Following this was the Yahoo Night Club event, where I apparently made for a good show with my mad karaoke skills. While I’m grateful to Yahoo for sponsoring the event (in particular the open bar, which I unfortunately took more advantage of than I probably should have), I think would have preferred more karaoke to the comedian and magician. Oh well, such is life.
After things appeared to die down there, I somehow managed to wander over to the Knuckles bar despite my inebriated state. At some point, I apparently passed out at the bar. Special thanks to the friends that I ensured I got back to my room safely and apologies to anyone inconvenienced by mishaps resulting from my alcohol intake level.
I was greeted the next morning with what Jeff Sica termed “the hangover of the Gods”, but surprisingly managed to make it through the day without any deja vu from the morning after my bachelor party.
- Cory Doctorow gave an excellent keynote entitled “Stay Free!
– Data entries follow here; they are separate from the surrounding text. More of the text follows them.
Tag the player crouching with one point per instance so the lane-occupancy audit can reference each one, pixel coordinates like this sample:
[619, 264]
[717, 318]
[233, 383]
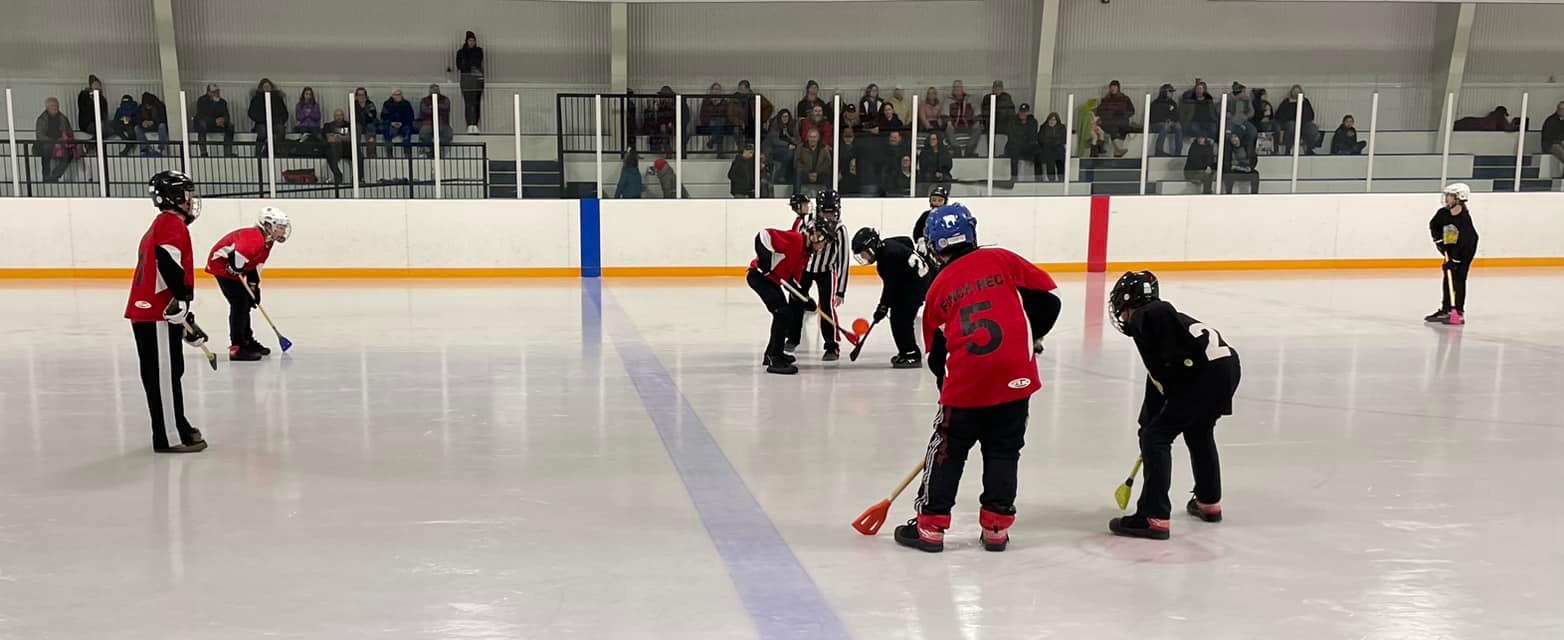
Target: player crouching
[904, 279]
[1190, 379]
[781, 257]
[984, 323]
[236, 266]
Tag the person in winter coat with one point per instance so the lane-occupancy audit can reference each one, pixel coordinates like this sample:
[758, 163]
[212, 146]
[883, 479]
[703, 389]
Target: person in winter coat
[629, 186]
[1115, 110]
[1200, 166]
[257, 113]
[1051, 147]
[211, 116]
[1165, 121]
[399, 122]
[85, 116]
[55, 144]
[469, 61]
[154, 119]
[1287, 118]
How Open Source Affects Culture.” He lived up to his reputation as a proponent of the open source movement and came across as a very intelligent and energetic speaker.
- Hank Janssen and John Bocharov gave a nice presentation detailing the efforts that Microsoft has been making to ease the difficulties involved in developing in PHP on Windows. Watching Elizabeth Smith heckle their API examples was especially fun. I look forward to seeing what develops.
- And last, but certainly not least, David Sklar gave an excellent case study-style presentation on API design based on his experiences at Ning. I wasn’t aware (though, after some thought, not really surprised either) that their API uses Atom.
I actually helped to develop the Twitter page on DevZone, and though some difficulties with Twitter made it less functional than we’d hoped, doing the work and collaborating with Cal Evans and Matthew Weier O’Phinney was a great experience. And hey, I even made it into a shot in the closing update on the ZendCon web site.
I’d like to spend a special shout-out and thank you to Cal Evans. ZendCon would not have been the monumental success that it was without his immense efforts and dedication before, during, and after the conference. And even in the midst of it, he was still around to greet everyone and introduce people to each other. ZendCon 2007 was an experience that I will carry with me always, and for that I owe him thanks.
I’m already being encouraged to look at attending other conferences in the future. Depending on the availability of funds and vacation time, I may try to go to the MySQL Conference next April in Santa Clara. Depending on how things go between now and then, I may even submit a conference paper on a use case study of MySQL by a non-profit organization based on my past experiences with the Acadiana Educational Endowment. Who knows? I haven’t even fully recuperated from ZendCon and already I’m thinking about doing the conference thing again; does that make me a masochist? Time will tell, I suppose.